The next image shows the view approaching NE 23rd (marked Hwy 62 on the map). It’s pretty nice at this point and there are multiple packed trails and plenty of solid soil under the grass, but the grass is very deep after heavy rains and as yet un-mowed. However, it got steadily more challenging the farther I went. In this next shot I am approaching NE 36th and off to the right is a large puddle of stagnant water. The banks tend to rise to the cut bank, sloping down just a bit toward the dike, so at one point I dodged a massive mud puddle by riding just a hand’s breadth from the cut-bank. One wrong twitch and I’d be swimming.
It was tricky finding a useful path under the NE 36th Street bridge, and it was the end of the wide open banks. Instead, there was a long stretch of trail through the woods. This next image was the “gateway.” The occasional puddle like the one you see always came with some marginal dry passage one side or another, so I never got more than just a little sand on Jeanette.
The forest was thick with natural regrowth roughly my age. Just off-camera in the woods to my right is an early landfill back in the days when everything was buried in long trenches. So the camera struggles to handle the dappled sunlight effect of mixed canopy overhead. It was at least a mile before I saw the river again. The view was not inspiring, but I finally spotted the river as the trees gave way to more open spots and the path turned toward the cut bank. Eventually it really opened up completely for awhile. The next shot on the left is looking back the way I came. So far the puddles have been manageable. I came to a long embankment where a sand extraction company had pushed it up from scraping the cover off the soil. There was a bit of humpy-jumpy over more of this before dropping back down onto the original trail. Of course, a drop meant a higher water table. It was getting mucky. You can see an artificial lake from sand extraction in the background there, just a very little ways below the ground level.

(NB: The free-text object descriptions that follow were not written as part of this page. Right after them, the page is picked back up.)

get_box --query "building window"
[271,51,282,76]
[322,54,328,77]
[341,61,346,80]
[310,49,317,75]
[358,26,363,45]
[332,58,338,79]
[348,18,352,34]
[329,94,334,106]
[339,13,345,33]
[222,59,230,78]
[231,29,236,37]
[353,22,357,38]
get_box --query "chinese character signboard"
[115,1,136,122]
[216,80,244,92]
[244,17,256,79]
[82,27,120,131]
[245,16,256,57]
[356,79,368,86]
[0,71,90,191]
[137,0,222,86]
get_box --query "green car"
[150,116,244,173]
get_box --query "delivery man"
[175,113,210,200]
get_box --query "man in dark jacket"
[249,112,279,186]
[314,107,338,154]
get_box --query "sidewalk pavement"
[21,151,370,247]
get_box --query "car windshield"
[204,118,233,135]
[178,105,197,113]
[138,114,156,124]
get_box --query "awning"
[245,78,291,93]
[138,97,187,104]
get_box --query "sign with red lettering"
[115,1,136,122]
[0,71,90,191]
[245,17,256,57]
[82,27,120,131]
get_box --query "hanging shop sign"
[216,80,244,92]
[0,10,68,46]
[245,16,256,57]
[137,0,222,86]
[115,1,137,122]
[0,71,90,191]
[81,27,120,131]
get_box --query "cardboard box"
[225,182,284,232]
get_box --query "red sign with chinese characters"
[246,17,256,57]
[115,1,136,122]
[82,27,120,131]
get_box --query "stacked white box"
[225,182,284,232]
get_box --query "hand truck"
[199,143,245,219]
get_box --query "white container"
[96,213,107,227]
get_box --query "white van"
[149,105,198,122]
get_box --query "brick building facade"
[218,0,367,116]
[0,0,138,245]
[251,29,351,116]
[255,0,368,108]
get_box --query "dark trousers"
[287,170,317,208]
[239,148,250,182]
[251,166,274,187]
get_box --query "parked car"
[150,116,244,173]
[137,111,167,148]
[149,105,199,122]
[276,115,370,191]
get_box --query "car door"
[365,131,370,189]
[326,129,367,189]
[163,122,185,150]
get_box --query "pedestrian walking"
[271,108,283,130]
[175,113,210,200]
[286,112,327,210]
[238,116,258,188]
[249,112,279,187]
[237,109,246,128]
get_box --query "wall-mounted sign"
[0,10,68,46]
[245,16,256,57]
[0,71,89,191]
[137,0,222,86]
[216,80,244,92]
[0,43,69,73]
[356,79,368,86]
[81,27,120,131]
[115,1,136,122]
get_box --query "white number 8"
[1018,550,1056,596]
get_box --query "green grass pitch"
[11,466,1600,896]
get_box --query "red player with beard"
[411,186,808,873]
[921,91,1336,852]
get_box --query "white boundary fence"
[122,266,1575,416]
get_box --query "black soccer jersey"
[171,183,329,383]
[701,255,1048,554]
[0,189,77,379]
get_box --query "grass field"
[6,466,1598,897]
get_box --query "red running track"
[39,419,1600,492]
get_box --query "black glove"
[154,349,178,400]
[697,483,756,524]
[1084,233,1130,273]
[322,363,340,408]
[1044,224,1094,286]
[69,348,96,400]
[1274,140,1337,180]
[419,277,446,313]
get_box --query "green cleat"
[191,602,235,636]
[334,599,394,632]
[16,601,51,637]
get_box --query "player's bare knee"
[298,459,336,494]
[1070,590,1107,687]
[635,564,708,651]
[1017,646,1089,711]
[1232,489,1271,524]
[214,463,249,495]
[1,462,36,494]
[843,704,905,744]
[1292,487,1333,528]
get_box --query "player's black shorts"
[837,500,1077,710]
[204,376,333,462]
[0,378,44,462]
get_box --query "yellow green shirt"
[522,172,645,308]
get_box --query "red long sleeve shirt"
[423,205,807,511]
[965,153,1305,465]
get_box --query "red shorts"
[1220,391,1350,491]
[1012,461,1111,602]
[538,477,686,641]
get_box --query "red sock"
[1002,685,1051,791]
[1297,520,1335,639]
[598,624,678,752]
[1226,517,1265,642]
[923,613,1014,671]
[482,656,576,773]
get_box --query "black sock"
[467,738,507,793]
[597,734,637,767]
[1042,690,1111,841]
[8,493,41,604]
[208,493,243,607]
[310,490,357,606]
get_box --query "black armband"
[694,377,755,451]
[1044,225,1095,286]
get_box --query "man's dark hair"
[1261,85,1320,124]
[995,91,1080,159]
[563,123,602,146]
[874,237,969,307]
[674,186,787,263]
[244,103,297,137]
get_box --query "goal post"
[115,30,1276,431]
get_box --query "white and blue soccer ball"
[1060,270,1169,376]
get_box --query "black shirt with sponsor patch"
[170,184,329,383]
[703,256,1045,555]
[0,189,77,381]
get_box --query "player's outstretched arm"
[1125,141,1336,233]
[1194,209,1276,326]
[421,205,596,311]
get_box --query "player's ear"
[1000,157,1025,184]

At first, I managed to dodge the worst, but poor Jeanette was taking on more and more mud. The next mile was quite rough and my feet got completely soaked from a couple of times I had to catch myself before falling off. This is stagnant water, folks — stinky. Now if it had simply splashed on my shoes a little, it would be no big deal. But I got them totally soaked, and that meant the smell would be forever lodged in the urethane mid-sole layer. I looked at them and told them I was going to miss them. But I kept them on until I got home. Eventually I could see the bridge through the opening in the trees. On the one hand, I had managed to stay on the bike almost all the way through this nasty mess. On the other hand, she was caked. That nasty, stinking mud mixed with grass and other rotting foliage had worked into the brakes, the derailleurs, and half-way up my calves. I stopped at the final bank and scraped off what I could, pushing it out of the working parts.
To my dismay, the rocks that had been left lying along the bank had been removed, and the underlying sandbar had washed away. There was no way I could wade across because the water was simply too high. That was puzzling because the stream had always been insignificant. There was nothing for it but to go back the three miles or so the way I had come. I tried an alternate route, but all it did was allow me to see where the artificial lake had breached its dam. That explained the high volume of water overnight. That sandbar was there yesterday, as were some rocks now gone.
I decided not to ride back out until I got past the humpy spot, because I knew it would only cake a ton of mud back on Jeanette and I was just a little worried at the gears, chain and derailleur already muddy and gritty. I came back out near NE 36th, climbed the bank and took Sooner Road south to Reno and thence just a mile eastward home. After an hour of washing, she’s all clean and oiled up again. Lord, how I hate mudding!